1000000 loops, best of 3: 1.65 µs per loop
In[6]: %timeit map(m.__getitem__, l)
The slowest run took 4.01 times longer than the fastest. This could mean that an intermediate result is being cached
1000000 loops, best of 3: 853 ns per loop
In[7]: %timeit map(m.get, l)
1000000 loops, best of 3: 908 ns per loop
In[33]: from operator import itemgetter
In[34]: %timeit list(itemgetter(*l)(m))
The slowest run took 9.26 times longer than the fastest. This could mean that an intermediate result is being cached
1000000 loops, best of 3: 739 ns per loop
所以列表理解和itemgetter是最快的方法。
对于大型随机列表和地图,我得到了一些不同的结果:
Python 2.7.11 |Anaconda 2.4.1 (64-bit)| (default, Dec 7 2015, 14:10:42) [MSC v.1500 64 bit (AMD64)] on win32
In[2]: import numpy.random as nprnd
l = nprnd.randint(1000, size=10000)
m = dict([(_, nprnd.rand()) for _ in range(1000)])
from operator import itemgetter
import operator
f = operator.itemgetter(*l)
%timeit f(m)
1000 loops, best of 3: 1.14 ms per loop
%timeit list(itemgetter(*l)(m))
1000 loops, best of 3: 1.68 ms per loop
%timeit [m[_] for _ in l] # list comprehension
100 loops, best of 3: 2 ms per loop
%timeit map(m.__getitem__, l)
100 loops, best of 3: 2.05 ms per loop
%timeit list(m[_] for _ in l) # a generator expression passed to a list constructor.

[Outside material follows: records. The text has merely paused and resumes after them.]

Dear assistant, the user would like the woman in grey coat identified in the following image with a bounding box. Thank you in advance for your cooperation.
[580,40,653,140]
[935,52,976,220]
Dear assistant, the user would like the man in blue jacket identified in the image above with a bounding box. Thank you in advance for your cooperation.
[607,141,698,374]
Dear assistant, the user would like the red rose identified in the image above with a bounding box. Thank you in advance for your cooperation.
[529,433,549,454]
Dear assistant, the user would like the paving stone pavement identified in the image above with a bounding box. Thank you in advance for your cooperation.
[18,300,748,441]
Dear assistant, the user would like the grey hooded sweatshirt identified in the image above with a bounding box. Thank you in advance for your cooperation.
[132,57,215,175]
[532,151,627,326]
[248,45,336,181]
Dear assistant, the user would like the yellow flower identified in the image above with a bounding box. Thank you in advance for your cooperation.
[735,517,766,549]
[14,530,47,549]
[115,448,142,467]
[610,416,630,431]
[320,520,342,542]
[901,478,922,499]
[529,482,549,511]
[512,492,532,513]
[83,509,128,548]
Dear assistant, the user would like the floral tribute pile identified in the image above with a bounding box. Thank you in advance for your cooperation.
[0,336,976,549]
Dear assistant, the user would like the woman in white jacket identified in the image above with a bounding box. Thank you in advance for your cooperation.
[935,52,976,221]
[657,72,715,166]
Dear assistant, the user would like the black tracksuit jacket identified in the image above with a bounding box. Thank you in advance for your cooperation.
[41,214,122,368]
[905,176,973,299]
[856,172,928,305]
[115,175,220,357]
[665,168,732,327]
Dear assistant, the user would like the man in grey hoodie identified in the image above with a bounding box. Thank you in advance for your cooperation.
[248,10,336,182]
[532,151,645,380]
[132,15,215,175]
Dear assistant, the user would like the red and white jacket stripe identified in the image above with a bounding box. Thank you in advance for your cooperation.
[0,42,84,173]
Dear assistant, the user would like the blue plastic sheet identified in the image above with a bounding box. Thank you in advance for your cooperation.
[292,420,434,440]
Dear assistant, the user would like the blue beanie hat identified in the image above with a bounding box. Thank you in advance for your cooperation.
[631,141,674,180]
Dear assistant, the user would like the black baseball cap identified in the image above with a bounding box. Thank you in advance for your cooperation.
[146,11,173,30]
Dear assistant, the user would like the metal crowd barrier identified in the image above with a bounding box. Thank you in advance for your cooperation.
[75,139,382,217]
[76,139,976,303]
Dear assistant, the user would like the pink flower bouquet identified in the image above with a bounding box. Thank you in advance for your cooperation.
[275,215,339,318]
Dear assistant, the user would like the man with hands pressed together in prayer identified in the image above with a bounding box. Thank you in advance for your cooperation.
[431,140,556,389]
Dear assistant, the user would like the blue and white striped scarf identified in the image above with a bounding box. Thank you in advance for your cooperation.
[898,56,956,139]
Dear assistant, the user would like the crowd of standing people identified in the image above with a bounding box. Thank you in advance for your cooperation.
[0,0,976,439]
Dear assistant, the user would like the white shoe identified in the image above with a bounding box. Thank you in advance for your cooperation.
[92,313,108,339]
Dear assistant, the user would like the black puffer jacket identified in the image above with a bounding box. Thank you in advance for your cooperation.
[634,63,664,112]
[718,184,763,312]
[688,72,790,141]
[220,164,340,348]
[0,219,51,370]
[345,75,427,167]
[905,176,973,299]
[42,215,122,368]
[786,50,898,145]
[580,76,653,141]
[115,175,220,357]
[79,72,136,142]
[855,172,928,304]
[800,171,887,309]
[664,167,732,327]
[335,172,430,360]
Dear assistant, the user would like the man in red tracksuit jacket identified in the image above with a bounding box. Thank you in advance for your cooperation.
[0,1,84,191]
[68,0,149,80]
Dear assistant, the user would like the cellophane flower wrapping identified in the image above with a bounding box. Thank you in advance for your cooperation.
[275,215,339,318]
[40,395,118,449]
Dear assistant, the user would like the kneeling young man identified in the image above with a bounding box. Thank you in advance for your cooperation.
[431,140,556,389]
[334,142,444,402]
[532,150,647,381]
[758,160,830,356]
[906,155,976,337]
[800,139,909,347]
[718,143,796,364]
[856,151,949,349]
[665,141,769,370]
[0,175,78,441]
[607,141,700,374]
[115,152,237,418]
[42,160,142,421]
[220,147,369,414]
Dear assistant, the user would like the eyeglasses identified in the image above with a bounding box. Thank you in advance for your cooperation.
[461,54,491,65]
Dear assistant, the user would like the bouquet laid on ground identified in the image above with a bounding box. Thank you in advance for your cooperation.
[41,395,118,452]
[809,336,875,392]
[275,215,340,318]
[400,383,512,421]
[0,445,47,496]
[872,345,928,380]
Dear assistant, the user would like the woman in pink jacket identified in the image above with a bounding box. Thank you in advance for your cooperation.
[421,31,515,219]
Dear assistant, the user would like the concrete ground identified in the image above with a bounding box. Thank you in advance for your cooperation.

100 loops, best of 3: 2.19 ms per loop
%timeit map(m.get, l)
100 loops, best of 3: 2.53 ms per loop
%timeit map(lambda _: m[_], l)
100 loops, best of 3: 2.9 ms per loop
所以在这种情况下,明显的赢家是f=operator.itemgetter(*l); f(m),并且明确的局外人:map(lambda_: m[_], l)。
import numpy.random as nprnd
l = nprnd.randint(1000, size=10000)
m = dict([(_, nprnd.rand()) for _ in range(1000)])
from operator import itemgetter
import operator
f = operator.itemgetter(*l)
%timeit f(m)
1.66 ms ± 74.2 µs per loop (mean ± std. dev. of 7 runs, 1000 loops each)
%timeit list(itemgetter(*l)(m))
2.1 ms ± 93.2 µs per loop (mean ± std. dev. of 7 runs, 100 loops each)
%timeit [m[_] for _ in l] # list comprehension
2.58 ms ± 88.8 µs per loop (mean ± std. dev. of 7 runs, 100 loops each)
%timeit list(map(m.__getitem__, l))
2.36 ms ± 60.7 µs per loop (mean ± std. dev. of 7 runs, 100 loops each)
%timeit list(m[_] for _ in l) # a generator expression passed to a list constructor.
2.98 ms ± 142 µs per loop (mean ± std. dev. of 7 runs, 100 loops each)
%timeit list(map(m.get, l))
2.7 ms ± 284 µs per loop (mean ± std. dev. of 7 runs, 100 loops each)
%timeit list(map(lambda _: m[_], l)
3.14 ms ± 62.6 µs per loop (mean ± std. dev. of 7 runs, 100 loops each)
因此,Python3.6的结果。4几乎是一样的。